Time for a brisk walk then, past the statue of Juliet.  No surprises which part of her anatomy is polished by her devotees, I guess.




We walk through the Marienplatz once again and whilst my hero taps into the ATM, I notice the wall painting on the department store opposite, which reminds me of The Paradise rather.




I’m glad to see the window dresser in the next store utilises all the same tricks I teach my students about display and promotion: repetition, varying heights, colour themes and triangular arrangements.  How lovely to see the traditional window displays rather than the corporate installations for a change.




The geraniums are past their best but still putting on a pretty good show.




But the empty bottles in the fountain need to be cleared up.  It amuses us to see them dancing around the pump housing, however, and we watch as they swirl around in the current.




The Michaelmas Daisies are looking really pretty in the sunshine and though they’re not a favourite of mine – I find them a bit shaggy and messy – I rather like the spot of colour in this rather dark corner.

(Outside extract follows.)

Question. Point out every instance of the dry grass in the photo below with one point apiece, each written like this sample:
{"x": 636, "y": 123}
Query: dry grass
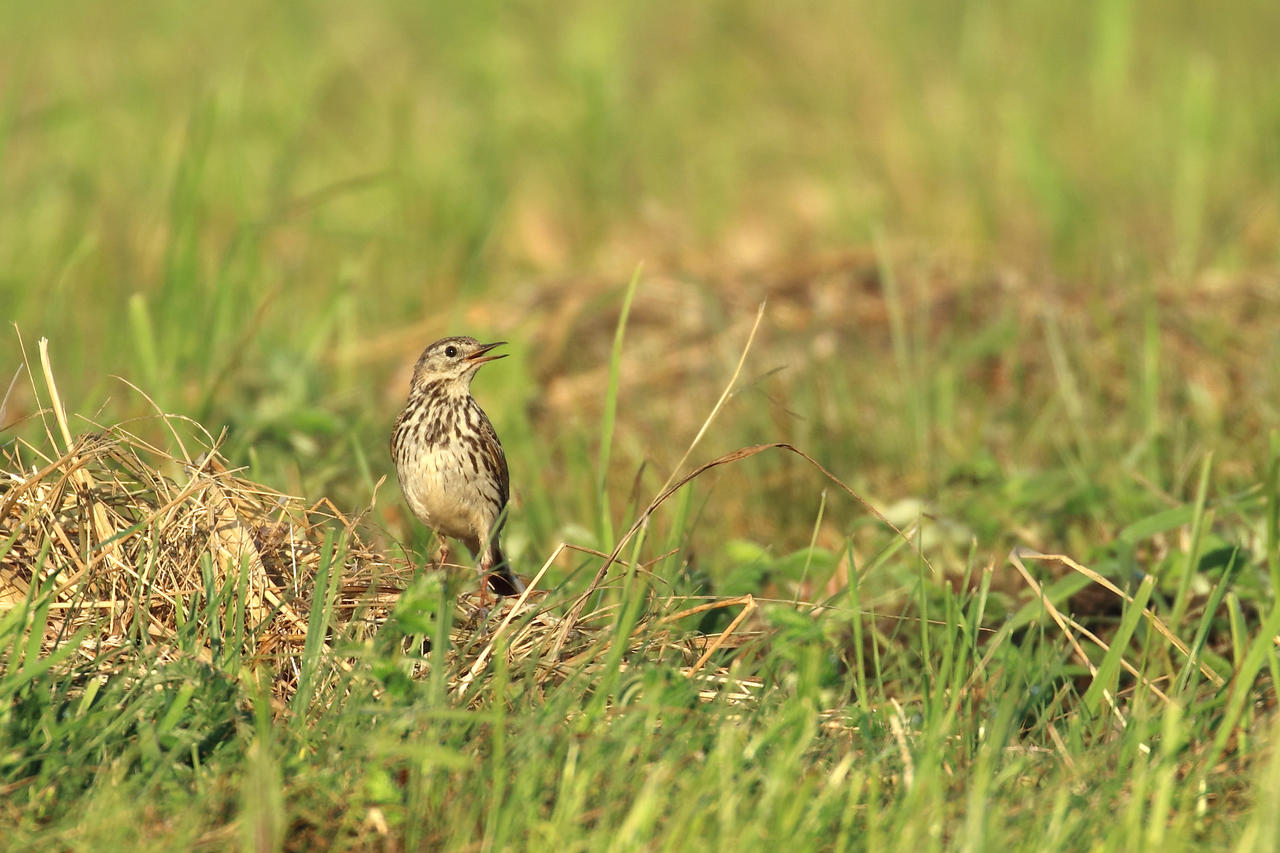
{"x": 129, "y": 543}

A little further on, we come to the route of the München Marathon, which is this morning.  The individual drinks are being set out on tables in the street, ready for the runners to grab them as they pass.  It’s fun to see what imaginative ways people have come up with to make their bottle stand out – some have balloons tied to them, others have plastic flowers…one simply says “Helmut” on it.  Oh my, in 20 000 runners, I hope the correct Helmut finds his drink!




The salsa drummers are creating quite a noise down the street, but their energy is contagious and we tap our feet as we listen.  The runners will be here soon.




The official measurer rides past on his bicycle.




Oh, here he is, the first man…we stand and applaud as he runs past us, first in one direction and then, having gone around a small triangular block of buildings, comes past us again in the opposite direction.




By the time we are back in Marienplatz, there are more runners.  Their steps are more laboured, their movements appear less comfortable and we can sense their weariness in spite of the determination on their faces.  I’m not sure that our applause helps much, but we do our best to cheer them on their way.




But we can’t linger any longer because we have a lunch date!